Other WSA strongholds include Cambridge, Mass. and some support in Chicago and New York. WSA caucuses have developed in SDS chapters where PL cadres have dug in, organizing intensively around the need for a worker-student alliance, anti-imperialism and antiracism and opposition to “anticommunism within SDS” (i.e., anti-PL stances). These three criteria are apparently the only requirements for joining.

Membership in the WSA has swelled as friction between PLP–a disciplined self-proclaimed revolutionary vanguard party–and SDS –a loose confederation of radicals and communists-has intensified in the last year. The WSA reportedly formalized itself in December 1968 at the SDS national council meeting in Ann Arbor, Mich., but various members give different dates.

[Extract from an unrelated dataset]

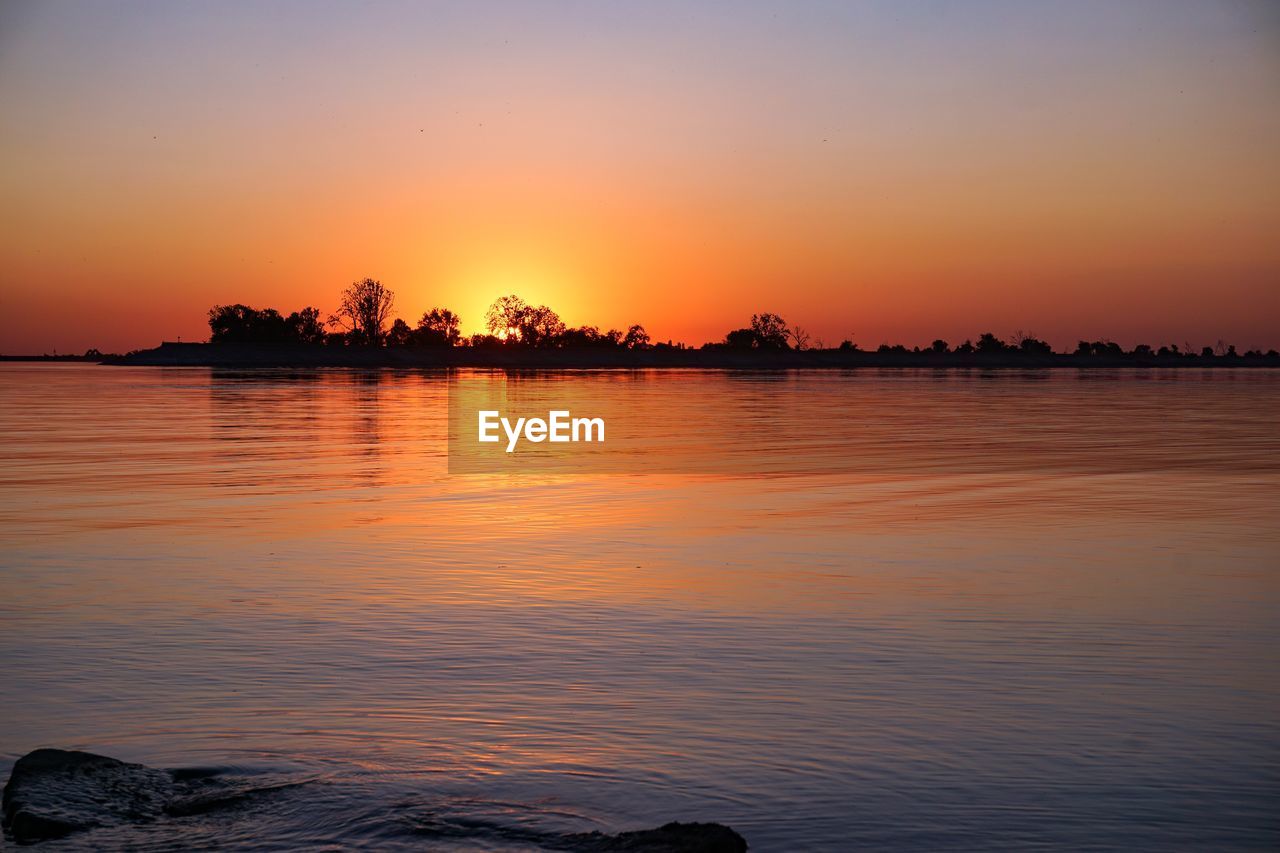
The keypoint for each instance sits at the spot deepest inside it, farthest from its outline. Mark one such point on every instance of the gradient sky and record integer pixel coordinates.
(883, 170)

As the SDS line hardened in support of the right of self-determination of black Americans, differences with PL were clarified. PL, viewing all nationalism as reactionary, condemned the Black Panther party.

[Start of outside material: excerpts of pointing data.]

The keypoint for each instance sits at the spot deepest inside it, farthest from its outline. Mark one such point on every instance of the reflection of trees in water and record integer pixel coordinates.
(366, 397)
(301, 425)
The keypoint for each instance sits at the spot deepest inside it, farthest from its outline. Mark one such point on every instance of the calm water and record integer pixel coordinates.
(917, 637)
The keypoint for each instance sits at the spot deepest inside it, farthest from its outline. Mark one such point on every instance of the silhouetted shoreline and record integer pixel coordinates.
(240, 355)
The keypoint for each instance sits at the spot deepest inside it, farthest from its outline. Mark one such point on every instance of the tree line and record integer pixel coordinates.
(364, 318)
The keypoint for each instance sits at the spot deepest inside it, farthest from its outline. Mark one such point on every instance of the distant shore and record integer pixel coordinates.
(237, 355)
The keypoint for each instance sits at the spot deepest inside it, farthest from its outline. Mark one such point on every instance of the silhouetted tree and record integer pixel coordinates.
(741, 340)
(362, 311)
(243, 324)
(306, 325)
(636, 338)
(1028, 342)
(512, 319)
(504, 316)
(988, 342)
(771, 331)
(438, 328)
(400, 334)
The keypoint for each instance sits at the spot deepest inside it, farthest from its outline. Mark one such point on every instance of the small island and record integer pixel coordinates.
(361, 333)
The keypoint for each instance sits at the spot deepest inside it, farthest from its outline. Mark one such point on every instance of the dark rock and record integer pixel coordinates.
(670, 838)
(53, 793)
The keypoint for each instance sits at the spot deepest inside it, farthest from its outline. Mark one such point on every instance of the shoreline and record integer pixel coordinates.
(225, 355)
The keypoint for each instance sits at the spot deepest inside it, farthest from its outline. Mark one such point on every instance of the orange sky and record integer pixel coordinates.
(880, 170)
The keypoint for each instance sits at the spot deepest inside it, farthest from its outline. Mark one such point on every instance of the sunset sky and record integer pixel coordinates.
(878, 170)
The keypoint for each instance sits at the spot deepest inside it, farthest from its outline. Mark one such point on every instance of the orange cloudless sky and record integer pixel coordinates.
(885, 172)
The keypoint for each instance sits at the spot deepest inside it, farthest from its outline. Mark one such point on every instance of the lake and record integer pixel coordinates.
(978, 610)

Jeff Gordon of PL asserts that SDS had been planning expulsion of PL for a long time. “Everybody knew it,” he said, following the pronouncement banning PL from SDS.

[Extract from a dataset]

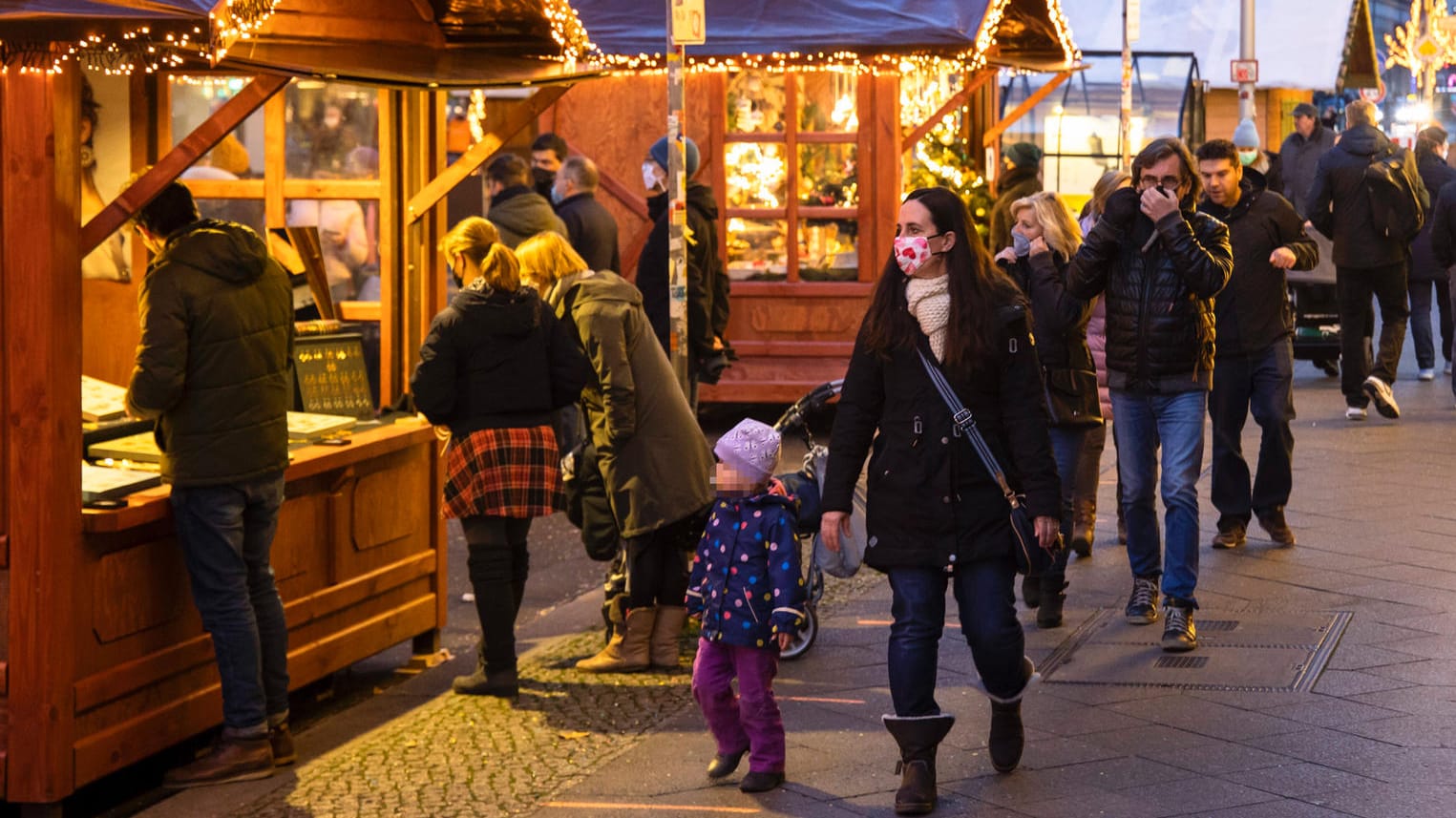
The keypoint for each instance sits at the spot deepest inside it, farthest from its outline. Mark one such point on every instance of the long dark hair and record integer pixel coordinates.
(978, 290)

PL sponsored WSA caucuses in at least three regions prior to the Chicago convention, according to sources in those regions. At the caucuses, PL and WSA began to draw up resolutions and second-guess the strategy of the national office staff, which PL pictured as the demon behind the scene.

Minimal politics

The politics of the WSA were minimal, requiring no spoken adherence to communism, to revolution, to the PL position in opposition to the right of self-determination for black Americans, to the PL position that the National Liberation Front of South Vietnam has sold out.

All that appeared necessary for WSA membership was to raise one’s hand at the correct moment in support of the PL position on a vote. WSAers infrequently spoke on the convention floor and never in opposition to PL politics.

Although many WSAers admitted some disagreement or doubt about PL positions in private conversations, differences evaporated in balloting. WSA dependence on PL (which initiated the auxiliary group) was considerable, with WSA tracts largely written by PL members, and most WSA stances those taken by PL leaders.

PL managed to parlay opposition to the SDS national office into support for itself on the campus. A 20-year-old student at the University of Chicago said he found himself isolated from SDS by a local leadership that distrusted him, and gave him only the most menial tasks. He recalled sitting in a coffee house, seeing some SDS leaders talking politics: “I started to come over and they started talking much lower and giving me dirty looks and wanting me to leave.”

He said local WSAers were much more interested in canvassing, “and that’s how I got to them.” He added that WSA views the American people “as good people that should be freed rather than fascists and racists that should be overthrown.” SDS leaders “would just substitute one dictatorship for another dictatorship,” he said.

One theme pervades most PL stances: numerous radical entities are “selling out,” from the NLF, to the Bay Area Revolutionary Union, to the “right-wing national (SDS) office,” to black students, to the Black Panthers. Purity lies with the PL sect; everyone else is making deals.

The WSA is a curious grouping with a minority of members actually in PL. Some have come out of hippie drug culture and now reject that life as bourgeois. Many are extremely young, having never held a job in their lives. Some of them came to Chicago having’ been in the WSA for several months, and SDSers found no problem in persuading some out of their positions. Throughout the meeting hall, during the day before PL was expelled, SDSers moved among WSAers, attempting to buttonhole them.

It is unclear whether or not the expulsion will help WSA-PL. PL members freely admit that factional debates build the WSA. PL members vow “to carry the struggle back to the campuses” in what might be a knock-down drag-out contest for winning allegiance of SDS chapter members.